Wireshark's main role
Network administrators use Wireshark to detect network problems, network security engineers use Wireshark to check information security related problems, developers use Wireshark to debug new communication protocols, and ordinary users use Wireshark to learn about network protocols. Of course, some people will use it to find some sensitive information
Wireshark is not an Intrusion Detection System (IDS). Wireshark will not generate alerts or any prompts for abnormal traffic behaviors on the network. However, careful analysis of packets captured by Wireshark can help users have a clearer understanding of network behavior. Wireshark will not modify the content of network packets, but only reflect the current packet information. Wireshark itself does not send packets to the network.
Wireshark software features
1. Capture packets in real time on the interface
2. Support UNIX and Windows platforms
3. You can open/save the captured package
4. Be able to display the detailed protocol information of the package in detail
5. Packets can be filtered in many ways
6. You can import and export package data formats supported by other capture programs
7. Multiple ways to find packages
8. Display the package in multiple colors through filtering
9. Create multiple statistical analysis
Wireshark Chinese function
1. Network security engineers are used to detect security risks.
2. The network administrator detected a network problem.
3. It can exchange data messages directly with the network card.
Wireshark update log
V3.6.8 Update:
1: New interface, refreshing, simple and efficient
2: Better and better performance
V3.6.1 Updates:
mismatch repair
The following vulnerabilities have been fixed:
The RTMPT parser loops indefinitely. 17745. cve – 2021 – 4185。
The BitTorrent DHT parser has an infinite loop. The year 17754. cve – 2021 – 4184。
The pcapng file parser crashed. The year 17755. cve – 2021 – 4183。
RFC 7468 file parser infinite loop. 17801 problem. cve – 2021 – 4182。
Sysdig event profiler crashed. cve – 2021 – 4181。
Infinite loop in Kafka resolution area. The year 17811.
The following errors have been fixed:
It is allowed to display the next second timestamp in the form of hexdumps.
GRPC: If the length of GRPC message body is 0 Issue 17675, an unnecessary empty Protobuf item will be displayed.
Unable to install ChmodBPF. Or Add Wireshark to System Path. On M1 MacBook Air Monterey without Rosetta 2 17757.
LIN payload truncated 1 byte 17760 problem.
If a 64 bit field of type BASE_CUSTOMER is applied as a column Issue 17762, Wireshark will crash.
Command line option "- o console.log". This causes wireshark and tshark to exit at startup.
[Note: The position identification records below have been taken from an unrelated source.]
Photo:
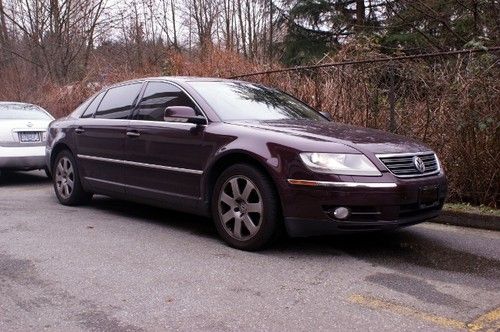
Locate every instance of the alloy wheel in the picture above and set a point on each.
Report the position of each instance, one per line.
(240, 208)
(65, 178)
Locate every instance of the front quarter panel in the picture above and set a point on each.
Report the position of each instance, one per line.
(278, 153)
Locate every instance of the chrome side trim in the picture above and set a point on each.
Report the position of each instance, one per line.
(134, 163)
(313, 183)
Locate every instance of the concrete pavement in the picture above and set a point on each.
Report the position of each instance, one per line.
(118, 266)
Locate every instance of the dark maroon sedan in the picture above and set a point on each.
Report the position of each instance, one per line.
(253, 158)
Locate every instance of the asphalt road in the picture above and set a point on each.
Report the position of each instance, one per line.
(117, 266)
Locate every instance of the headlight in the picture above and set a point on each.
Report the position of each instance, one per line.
(342, 164)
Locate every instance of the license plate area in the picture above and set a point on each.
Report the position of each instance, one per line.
(29, 136)
(429, 196)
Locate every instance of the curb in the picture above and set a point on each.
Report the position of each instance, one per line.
(472, 220)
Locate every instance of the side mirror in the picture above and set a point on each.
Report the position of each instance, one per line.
(327, 115)
(184, 114)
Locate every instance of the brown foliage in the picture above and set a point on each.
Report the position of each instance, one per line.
(452, 104)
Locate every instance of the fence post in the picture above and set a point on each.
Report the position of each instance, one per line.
(317, 89)
(392, 98)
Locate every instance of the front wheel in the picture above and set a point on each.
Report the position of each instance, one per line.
(67, 185)
(245, 207)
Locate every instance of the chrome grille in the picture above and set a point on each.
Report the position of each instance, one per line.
(403, 165)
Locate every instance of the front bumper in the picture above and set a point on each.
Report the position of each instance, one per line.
(22, 157)
(384, 205)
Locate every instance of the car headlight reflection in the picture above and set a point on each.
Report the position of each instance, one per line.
(339, 163)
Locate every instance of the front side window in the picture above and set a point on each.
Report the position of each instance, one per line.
(92, 107)
(157, 97)
(118, 102)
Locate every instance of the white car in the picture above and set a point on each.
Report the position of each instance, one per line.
(23, 133)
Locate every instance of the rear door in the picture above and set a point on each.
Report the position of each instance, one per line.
(100, 138)
(167, 158)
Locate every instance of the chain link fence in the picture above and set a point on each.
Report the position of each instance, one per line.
(449, 100)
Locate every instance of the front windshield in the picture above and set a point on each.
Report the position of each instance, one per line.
(22, 112)
(248, 101)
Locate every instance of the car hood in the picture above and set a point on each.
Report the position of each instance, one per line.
(362, 139)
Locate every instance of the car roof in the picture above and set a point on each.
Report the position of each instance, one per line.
(175, 79)
(17, 103)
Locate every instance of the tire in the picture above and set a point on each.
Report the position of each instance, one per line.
(249, 219)
(67, 185)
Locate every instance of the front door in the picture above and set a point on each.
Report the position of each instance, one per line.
(100, 139)
(168, 158)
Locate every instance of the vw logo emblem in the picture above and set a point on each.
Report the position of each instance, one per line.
(419, 164)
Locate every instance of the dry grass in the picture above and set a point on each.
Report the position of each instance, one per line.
(452, 104)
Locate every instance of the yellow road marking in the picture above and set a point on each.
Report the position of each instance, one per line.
(487, 322)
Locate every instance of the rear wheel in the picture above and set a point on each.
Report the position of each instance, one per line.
(67, 186)
(245, 207)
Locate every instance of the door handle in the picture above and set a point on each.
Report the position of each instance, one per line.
(133, 133)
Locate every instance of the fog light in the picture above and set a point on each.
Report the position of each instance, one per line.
(341, 213)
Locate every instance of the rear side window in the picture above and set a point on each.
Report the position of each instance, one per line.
(89, 112)
(118, 102)
(157, 97)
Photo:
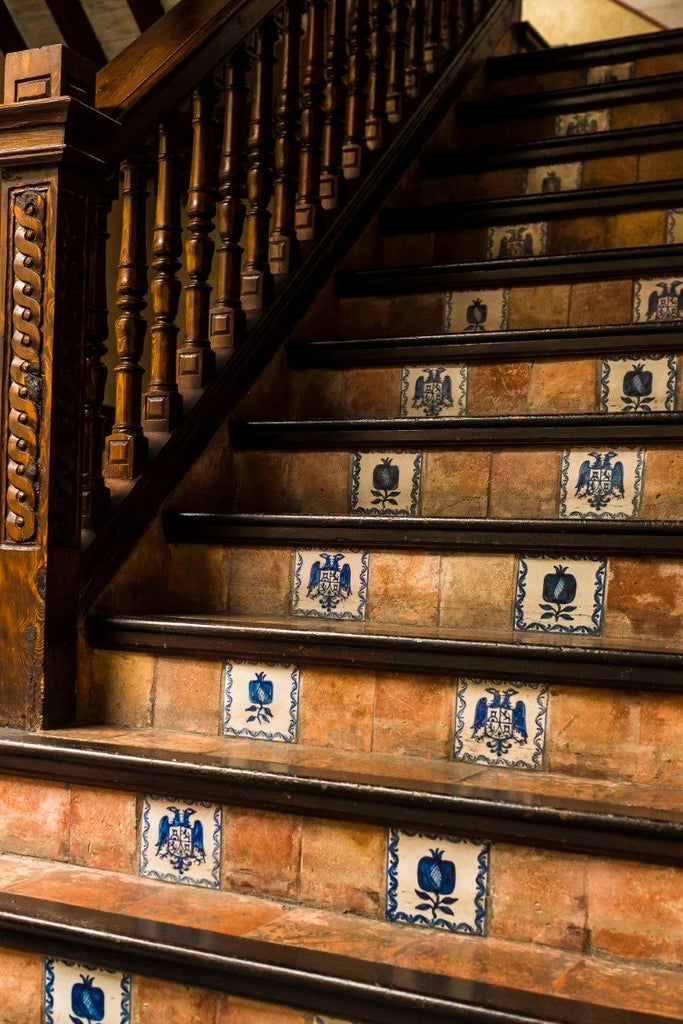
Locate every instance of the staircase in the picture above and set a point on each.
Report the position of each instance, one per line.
(381, 720)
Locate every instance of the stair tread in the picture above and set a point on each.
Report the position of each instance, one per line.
(244, 935)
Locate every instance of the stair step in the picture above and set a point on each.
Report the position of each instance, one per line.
(598, 264)
(473, 159)
(606, 428)
(427, 534)
(517, 209)
(577, 660)
(371, 971)
(319, 353)
(552, 812)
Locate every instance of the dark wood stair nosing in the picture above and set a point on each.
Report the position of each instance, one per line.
(594, 827)
(563, 664)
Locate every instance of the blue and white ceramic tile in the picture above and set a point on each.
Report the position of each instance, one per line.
(386, 482)
(584, 123)
(552, 178)
(437, 881)
(610, 73)
(515, 241)
(180, 841)
(675, 226)
(78, 994)
(261, 700)
(601, 483)
(330, 585)
(560, 595)
(499, 724)
(638, 384)
(474, 312)
(433, 391)
(657, 300)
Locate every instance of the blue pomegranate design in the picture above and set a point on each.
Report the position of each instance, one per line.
(87, 1000)
(260, 694)
(436, 880)
(559, 590)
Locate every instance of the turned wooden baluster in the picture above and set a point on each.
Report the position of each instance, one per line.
(95, 495)
(312, 98)
(380, 16)
(397, 53)
(336, 67)
(433, 41)
(163, 402)
(353, 152)
(416, 46)
(284, 242)
(227, 322)
(126, 448)
(196, 359)
(256, 276)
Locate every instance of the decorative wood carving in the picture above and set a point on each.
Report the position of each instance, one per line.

Setting WIRESHARK_LOG_LEVEL=debug will interrupt the interface capture.
Cannot build without tshark Issue 17766.
IEEE 802.11 action frames are not parsed, which is always regarded as a malformed 17767 problem.
The iec60870 - 5-101 link address field is 1 byte, but should have a configurable length of 0, 1, or 2 bytes.
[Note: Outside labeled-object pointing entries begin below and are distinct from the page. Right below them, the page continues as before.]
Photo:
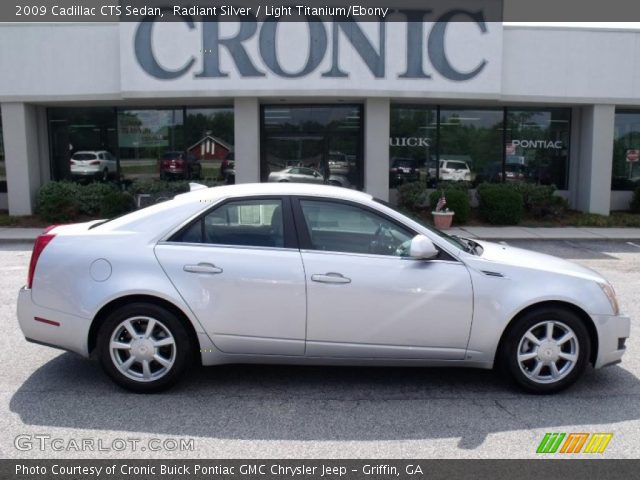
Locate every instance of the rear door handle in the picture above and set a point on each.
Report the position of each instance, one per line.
(331, 277)
(202, 268)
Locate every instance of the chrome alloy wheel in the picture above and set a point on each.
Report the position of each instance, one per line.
(142, 348)
(548, 352)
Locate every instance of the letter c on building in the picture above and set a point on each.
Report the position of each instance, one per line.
(437, 53)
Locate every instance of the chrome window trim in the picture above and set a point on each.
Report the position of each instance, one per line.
(220, 245)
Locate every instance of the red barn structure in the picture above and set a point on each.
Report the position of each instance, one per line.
(209, 148)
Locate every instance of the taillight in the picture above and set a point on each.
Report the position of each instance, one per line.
(42, 241)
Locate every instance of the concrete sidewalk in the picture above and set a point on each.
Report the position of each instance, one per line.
(28, 235)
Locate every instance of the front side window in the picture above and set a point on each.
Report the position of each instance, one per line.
(339, 227)
(250, 223)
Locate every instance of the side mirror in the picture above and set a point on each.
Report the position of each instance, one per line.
(422, 248)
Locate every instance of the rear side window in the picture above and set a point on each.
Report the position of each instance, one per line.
(249, 223)
(84, 156)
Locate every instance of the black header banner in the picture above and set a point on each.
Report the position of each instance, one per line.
(317, 469)
(308, 10)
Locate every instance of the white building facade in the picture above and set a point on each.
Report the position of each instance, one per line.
(444, 100)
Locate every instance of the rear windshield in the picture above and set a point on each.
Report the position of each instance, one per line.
(84, 156)
(457, 165)
(404, 163)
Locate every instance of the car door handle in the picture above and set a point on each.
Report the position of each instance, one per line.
(202, 268)
(330, 277)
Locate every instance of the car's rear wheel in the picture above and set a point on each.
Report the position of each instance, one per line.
(144, 347)
(547, 350)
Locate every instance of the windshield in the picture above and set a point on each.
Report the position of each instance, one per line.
(455, 241)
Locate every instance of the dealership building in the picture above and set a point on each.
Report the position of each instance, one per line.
(356, 101)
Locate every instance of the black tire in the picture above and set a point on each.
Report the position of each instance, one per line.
(168, 325)
(523, 373)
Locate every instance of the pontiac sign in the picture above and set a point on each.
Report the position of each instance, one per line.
(417, 52)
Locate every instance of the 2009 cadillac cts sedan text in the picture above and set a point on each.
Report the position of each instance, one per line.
(300, 274)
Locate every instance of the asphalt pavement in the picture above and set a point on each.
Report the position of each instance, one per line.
(55, 404)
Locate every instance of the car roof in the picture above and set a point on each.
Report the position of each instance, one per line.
(256, 189)
(182, 206)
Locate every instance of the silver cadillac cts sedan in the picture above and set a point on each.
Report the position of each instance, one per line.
(309, 274)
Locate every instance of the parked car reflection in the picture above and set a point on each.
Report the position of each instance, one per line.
(93, 164)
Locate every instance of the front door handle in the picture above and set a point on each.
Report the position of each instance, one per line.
(202, 268)
(331, 277)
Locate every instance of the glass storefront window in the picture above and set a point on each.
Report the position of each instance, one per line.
(463, 144)
(470, 145)
(537, 146)
(151, 144)
(209, 137)
(3, 172)
(412, 143)
(326, 140)
(626, 151)
(82, 132)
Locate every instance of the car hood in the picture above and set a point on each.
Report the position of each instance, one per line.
(519, 257)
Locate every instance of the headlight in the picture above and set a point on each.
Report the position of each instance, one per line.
(611, 295)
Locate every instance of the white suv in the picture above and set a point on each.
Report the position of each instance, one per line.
(454, 170)
(100, 164)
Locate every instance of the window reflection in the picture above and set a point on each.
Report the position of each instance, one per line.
(151, 144)
(470, 147)
(626, 151)
(411, 144)
(209, 139)
(537, 146)
(87, 132)
(312, 144)
(3, 172)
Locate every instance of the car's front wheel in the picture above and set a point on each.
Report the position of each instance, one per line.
(547, 350)
(144, 347)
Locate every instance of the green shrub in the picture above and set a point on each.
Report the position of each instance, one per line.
(500, 204)
(635, 201)
(92, 195)
(412, 195)
(457, 201)
(58, 201)
(116, 203)
(451, 185)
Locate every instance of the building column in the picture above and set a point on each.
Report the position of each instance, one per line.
(22, 156)
(376, 147)
(593, 188)
(247, 139)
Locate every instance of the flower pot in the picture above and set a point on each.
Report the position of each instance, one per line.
(442, 220)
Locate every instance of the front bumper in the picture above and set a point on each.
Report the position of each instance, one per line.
(612, 331)
(52, 328)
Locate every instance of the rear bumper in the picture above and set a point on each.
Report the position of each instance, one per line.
(85, 172)
(612, 331)
(52, 328)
dfilter:“tcp。 Port not in {1} 'Crash Wireshark Issue 17785
New and updated features
"Console.log. The level priority has been removed in Wireshark 3.6.0. This version adds an '- o console.log. level:' backward compatibility option in the CLI, which maps to the new logging subsystem. Note that this has no bitmask semantics and does not correspond to any actual preferences. It is just a transition mechanism, which depends on this CLI option for users and will be deleted in the future. To view the new diagnostic output options, see the manual or the output of '-- help'.
New protocol support
There are no new protocols in this version.
Updated protocol support
ANSI A I/F、AT、BitTorrent DHT、FF、GRPC、IEC 101/104、IEEE 802.11、IEEE 802.11 Radiotap、IPsec、Kafka、QUIC、RTMPT、RTSP、SRVLOC、Sysdig Event、TECMP
New and updated capture file support
BLF and RFC 7468
New file format decoding support
This version does not support new or updated file formats.